The complaint in ground 3 has no basis. There was no requirement in this case for the prosecution to call a certain number of witnesses in proof of their case – see Section 143 of the Evidence Act. There were no significant differences between the testimony of the driver and the conductor of the bus (PW1 and PW2)regarding the key issues. Minor contradictions such as the time of departure from Sondu do not detract from the main thrust of the testimony of PW1 and PW2.
In Twehangane Alfred vs. Uganda, Criminal Appeal No. 139 of 2001, [2003) UGCA, where it was observed:
“with regard to contradictions in the prosecution’s case the law as set out in numerous authorities is that contradictions unless satisfactorily explained will usually but not necessarily lead to the evidence being rejected. The court will ignore minor contradictions unless the court thinks that they point to deliberate un truthfulness or if they do not affect the main substance of the prosecution’s case.”

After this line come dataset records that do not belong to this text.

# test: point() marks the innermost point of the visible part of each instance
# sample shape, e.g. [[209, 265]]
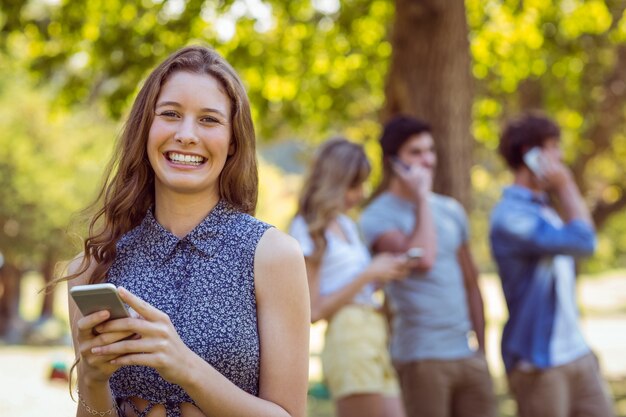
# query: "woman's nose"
[[186, 134]]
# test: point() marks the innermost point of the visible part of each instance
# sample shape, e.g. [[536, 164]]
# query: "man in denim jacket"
[[551, 369]]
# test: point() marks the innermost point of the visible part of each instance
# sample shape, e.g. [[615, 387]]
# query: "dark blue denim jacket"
[[523, 243]]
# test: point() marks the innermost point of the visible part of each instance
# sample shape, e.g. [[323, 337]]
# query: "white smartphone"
[[532, 159], [414, 253], [98, 297]]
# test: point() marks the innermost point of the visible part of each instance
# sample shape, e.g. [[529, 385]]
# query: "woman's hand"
[[96, 367], [156, 344], [387, 267]]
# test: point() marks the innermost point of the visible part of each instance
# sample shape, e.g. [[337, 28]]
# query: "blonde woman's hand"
[[387, 267], [157, 344]]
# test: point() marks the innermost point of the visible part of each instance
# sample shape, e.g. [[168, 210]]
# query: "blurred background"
[[69, 71]]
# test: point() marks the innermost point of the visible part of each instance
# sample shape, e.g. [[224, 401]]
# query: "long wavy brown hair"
[[338, 166], [128, 189]]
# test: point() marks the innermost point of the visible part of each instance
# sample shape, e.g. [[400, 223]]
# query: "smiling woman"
[[217, 286]]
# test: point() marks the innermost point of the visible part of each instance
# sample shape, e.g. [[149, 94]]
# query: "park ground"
[[26, 389]]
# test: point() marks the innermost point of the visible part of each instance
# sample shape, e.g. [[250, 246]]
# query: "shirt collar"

The Trial Magistrate correctly observed thatDW2 had already boarded the bus when the Appellant came on board. Thus DW2 had no real opportunity to see whether or not the Appellant had put any luggage in the boot whose door was located on the exterior of the bus.
In my own assessment of the evidence, the trial court was entitled to believe the evidence of PW 1, 2 and 4 and to find that the same dislodged the Appellant’s defence. Hence grounds 3,4 and 5 have no merit.
The 6th ground was also raised during submissions in the lower court. The trial court correctly stated that there was no legal requirement for the charge sheet to state the form in which the narcotic drug is presented; at any rate, the cannabis was presented as an exhibit in court. The photographs taken reveal that the package consisted of plant material (Exhibit 2h) and samples taken also consisted of plant material (Exhibit 6 and 4). The drug was further weighed and certified to be 82kgs. The real question was whether the substance whatever its presentation was a prohibited drug.
Under Section 134 of the Criminal Procedure Code, a charge should contain “such particulars as may be necessary for giving reasonable information as to the nature of the offence charged.” The Appellant clearly understood the charges facing her as evidenced by her own examination of witnesses. Indeed, her defence at the trial was that even though she was travelling in the bus from whose boot the bhang was found, the same was not part of her luggage. There is no evidence that the failure to indicate the actual form in which the drug was presented – whether stones or coils – in any manner prejudiced the defence. There is no merit in ground 6 of the appeal.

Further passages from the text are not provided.